简体   繁体   中英

C# File.ReadAllLines and StreamReader.ReadLine Splitting some lines

I have a project in the works to read and convert CSV files based on a set of arbitrary rules, pick a file tell the program how it should output the data based on the input and parse the file.

The problem that I have is when I read the lines from my input files it will sometimes read additional lines or split lines halfway through into two lines, I initially used ReadAllLines then tested with this code:

int testCount = 0;
StreamReader sr = File.OpenText(_FilePath.Text);
while(!sr.EndOfStream)
{
    sr.ReadLine();
    testCount++;
}
sr.Close();
sr.Dispose();

Console.WriteLine("Lines in For: " + testCount);

and found that a file that has 627 lines is being read as having 681 lines (using both ReadAllLines and counting the lines in the above code.

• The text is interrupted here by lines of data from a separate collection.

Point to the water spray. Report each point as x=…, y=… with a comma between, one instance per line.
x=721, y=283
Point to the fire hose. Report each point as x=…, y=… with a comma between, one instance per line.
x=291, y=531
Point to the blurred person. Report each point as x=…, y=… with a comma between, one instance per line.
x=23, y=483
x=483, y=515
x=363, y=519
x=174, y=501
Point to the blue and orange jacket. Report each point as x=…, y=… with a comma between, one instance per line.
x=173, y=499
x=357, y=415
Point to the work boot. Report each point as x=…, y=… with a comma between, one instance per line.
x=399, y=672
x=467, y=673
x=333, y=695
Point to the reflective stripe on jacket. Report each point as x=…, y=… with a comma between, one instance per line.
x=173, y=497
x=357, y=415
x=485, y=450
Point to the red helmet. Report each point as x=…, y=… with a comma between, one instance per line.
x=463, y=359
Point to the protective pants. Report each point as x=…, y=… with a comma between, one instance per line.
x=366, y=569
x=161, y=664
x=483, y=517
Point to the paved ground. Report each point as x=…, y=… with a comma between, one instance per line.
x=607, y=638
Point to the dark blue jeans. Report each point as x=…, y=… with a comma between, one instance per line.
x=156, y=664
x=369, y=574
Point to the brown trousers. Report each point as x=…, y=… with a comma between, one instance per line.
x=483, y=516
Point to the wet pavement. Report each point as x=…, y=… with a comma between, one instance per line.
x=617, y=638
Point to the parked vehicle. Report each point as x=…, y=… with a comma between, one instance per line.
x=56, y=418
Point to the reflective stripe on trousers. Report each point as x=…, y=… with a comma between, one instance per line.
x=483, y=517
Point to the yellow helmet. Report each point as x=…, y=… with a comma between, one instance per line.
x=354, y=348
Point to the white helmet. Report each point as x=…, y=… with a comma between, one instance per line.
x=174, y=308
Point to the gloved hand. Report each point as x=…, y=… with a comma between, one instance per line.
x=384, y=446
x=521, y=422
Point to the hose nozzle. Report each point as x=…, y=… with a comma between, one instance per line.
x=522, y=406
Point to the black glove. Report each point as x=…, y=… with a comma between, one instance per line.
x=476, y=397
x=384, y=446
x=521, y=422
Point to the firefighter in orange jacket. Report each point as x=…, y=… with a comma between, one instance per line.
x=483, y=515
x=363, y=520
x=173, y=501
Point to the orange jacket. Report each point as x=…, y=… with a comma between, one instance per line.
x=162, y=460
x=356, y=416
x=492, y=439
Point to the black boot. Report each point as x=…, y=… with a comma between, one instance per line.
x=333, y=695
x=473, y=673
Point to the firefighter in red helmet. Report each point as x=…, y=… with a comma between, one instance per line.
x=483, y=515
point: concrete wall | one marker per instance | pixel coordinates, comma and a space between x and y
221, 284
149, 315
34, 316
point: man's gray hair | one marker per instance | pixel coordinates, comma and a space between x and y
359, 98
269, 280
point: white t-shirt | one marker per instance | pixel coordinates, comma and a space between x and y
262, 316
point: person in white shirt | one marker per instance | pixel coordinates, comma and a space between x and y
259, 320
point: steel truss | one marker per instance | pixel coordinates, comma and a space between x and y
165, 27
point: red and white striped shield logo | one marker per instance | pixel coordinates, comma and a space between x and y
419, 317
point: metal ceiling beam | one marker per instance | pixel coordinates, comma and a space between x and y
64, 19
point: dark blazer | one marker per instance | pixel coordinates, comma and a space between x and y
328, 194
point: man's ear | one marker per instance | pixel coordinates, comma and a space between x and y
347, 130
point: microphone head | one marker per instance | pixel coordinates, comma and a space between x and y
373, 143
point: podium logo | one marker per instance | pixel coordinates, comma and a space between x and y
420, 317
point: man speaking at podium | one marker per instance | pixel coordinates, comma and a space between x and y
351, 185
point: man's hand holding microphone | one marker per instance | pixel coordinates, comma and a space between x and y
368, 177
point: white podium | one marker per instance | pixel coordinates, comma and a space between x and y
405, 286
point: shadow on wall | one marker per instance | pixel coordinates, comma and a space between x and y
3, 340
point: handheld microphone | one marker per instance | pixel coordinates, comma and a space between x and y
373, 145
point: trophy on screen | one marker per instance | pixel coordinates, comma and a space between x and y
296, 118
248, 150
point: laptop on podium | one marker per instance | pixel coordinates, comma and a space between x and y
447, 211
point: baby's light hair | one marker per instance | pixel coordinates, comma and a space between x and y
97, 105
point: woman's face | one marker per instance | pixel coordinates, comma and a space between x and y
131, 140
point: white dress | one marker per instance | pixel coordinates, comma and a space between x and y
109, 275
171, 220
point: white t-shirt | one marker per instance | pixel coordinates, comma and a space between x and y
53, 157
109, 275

I tried looking for people having the same issue and tried looking to see if there was perhaps a max length of a 'line' in these methods, Nothing turned up on google, the first line in the file that acts up is this one (changed information in the line to protect privacy, all special characters are present)

CODE, A/B Company Name, CONTACT NAME, ATTN  NAME A/B, 1234 CORPORATE CORP ST, Smithington, SM, 1234, , 123-456-7890, 123-456-7890, 12345 Plum ROAD, , Nowhere, NW, 12345, A/B Company Name2, Courier, , "Some A Info B For.Shipping Accnt. # 123456789 calendar days early^ 3 days late.", , 

The file itself was exported out of an excel Spreadsheet to CSV, all commas in the original file were replaced with ^ (to prevent issues) and will be re-converted to commas later.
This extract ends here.